Entain cedes Australian market share as global wagering challenges mount
Global wagering powerhouse Entain is keen to put a “challenging” 2023 in the rearview mirror after confirming a £842 million ($AU1.6 billion) pre-tax loss, which included a £190 million ($AU368 million) impairment on its Australian business.

Entain released its full-year 2023 results last week, with interim CEO Stella David underlining the difficult circumstances for the company which included the departure of previous CEO Jette Nygaard-Andersen in December.
But besides the headline departure of Nygaard-Andersen, there were a host of other challenges for the owners of the Ladbrokes and Neds brand in Australia, and the new partner in the New Zealand TAB.
The results revealed that net gaming revenue from Entain’s Australian business fell six per cent on 2022, while market share dropped from 18 per cent to 17 per cent.
Entain’s chief financial officer Rob Wood explained that the softer market conditions, which saw a three per cent decline across the entire Australian market, plus Point Of Consumption Tax increases, has prompted the impairment.
“Australia, that was down primarily due to slower market growth, but also from mitigation actions against point-of-consumption tax increases and new entrants increasing competition,” Wood said in the Q and A session at the results announcement.
The CFO attributed the significant impairment to those factors and described it as “the accounting catch-up of the progress in 2023.”
“Australia, as we said in November, we are cautious on the market outlook in 2024, both ourselves, Tabcorp, Flutter, all calling the market down in 2024,” he said.
“Still significantly up when you compare to pre-COVID, but there is a sense of COVID reversion in Australia.
“Across 2023, we were slightly adverse to market. We were minus 6. I think the market was more like minus 3. So we have given up a little bit of share. We’re probably 17 now, previously 18, but after a long run of gaining share in Australia.”
“The point of consumption tax mitigation measures that I referred to earlier, we’ll annualise against that. So that will give us some benefit. But if the market’s down, we do expect Australia to be down.”

However, Wood sounded notes of optimism with the Entain deal in New Zealand, with the expectation that will help to drive growth for the business.
“We continue to be super optimistic about what we can do in New Zealand.
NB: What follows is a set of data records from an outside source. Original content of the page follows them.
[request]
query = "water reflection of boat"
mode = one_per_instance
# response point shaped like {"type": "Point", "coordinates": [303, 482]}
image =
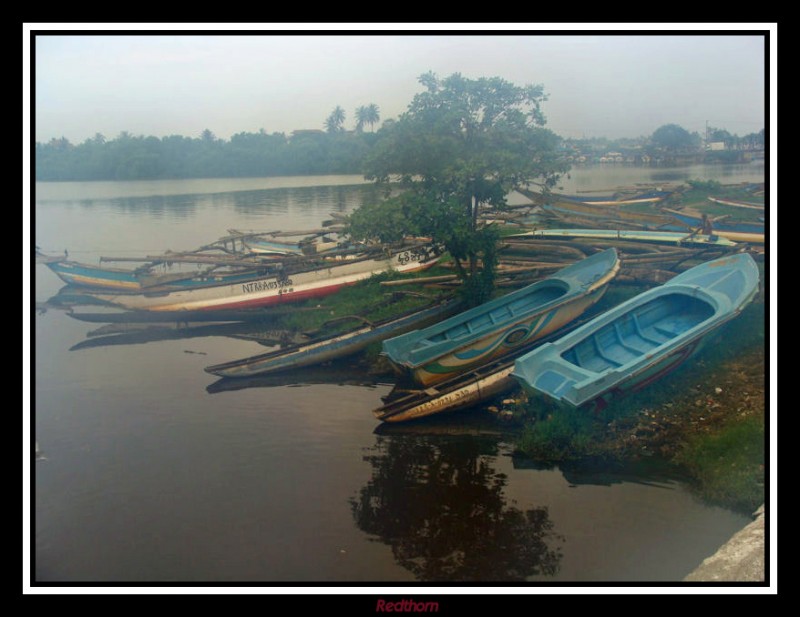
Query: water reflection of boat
{"type": "Point", "coordinates": [343, 374]}
{"type": "Point", "coordinates": [440, 505]}
{"type": "Point", "coordinates": [648, 472]}
{"type": "Point", "coordinates": [639, 341]}
{"type": "Point", "coordinates": [496, 328]}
There’s already the best part of £200m of revenue there that has no EBITDA against it. So that’s – once we drive EBITDA margins to normal levels over the years ahead, that’s great growth opportunity for us,” he said.
In a sign of the challenges that increased regulation would pose to the Australian market, Wood pointed to how the share of Entain’s business conducted in Germany had changed since increased regulation around player deposits was implemented in that country.
“It is frightening to think that now only three per cent of our revenue mix. For those following us for a while … it was 15 per cent just a few years ago. So it’s a much smaller piece of the pie. It is still a tough regulatory environment,” Wood said.
David, who stepped into the interim CEO role in December, highlighted that Entain was “laser-focused on being 100 per cent a betting and gaming company” after a prior aspiration to become a broader interactive entertainment company.
She said the company was facing up to the ‘brutal truths’ of the business, while plotting a growth strategy in key markets like the United States, where it is involved as a co-owner of BetMGM.
Much of Entain’s overall net gaming revenue growth of 14 per cent was derived from its American business, which grew its own NGR by 36 per cent through 2023.

“In the US, we’re very proud of the successes that we’ve had with BetMGM. And its performance, quite rightly, is a key focus for us.” David said.
“And where I like to think of MGM and ourselves, Entain, that we are the co-parents of BetMGM. But being fully transparent, it took us, and that is Entain, some time to realise just how quickly we needed to feed BetMGM, with better customer experiences, and better, more focused US tailored products.”
“Australia, as we said in November, we are cautious on the market outlook in 2024, both ourselves, Tabcorp, Flutter, all calling the market down in 2024″ – Entain chief financial officer Rob Wood.
David said the search for a permanent replacement for Nygaard-Andersen was ‘going very well’ but her own position as interim CEO should not be viewed as a time of uncertainty or complacency for Entain.
“Yes, I am an interim CEO, but I am definitely not a caretaker CEO. I am not here to tread water in any way, shape or form,” she said.
“We need momentum as a business and I’m very much focused on execution. We are moving at pace and my job, as I see it, is to hand this business on to the permanent CEO with great positive operational momentum.”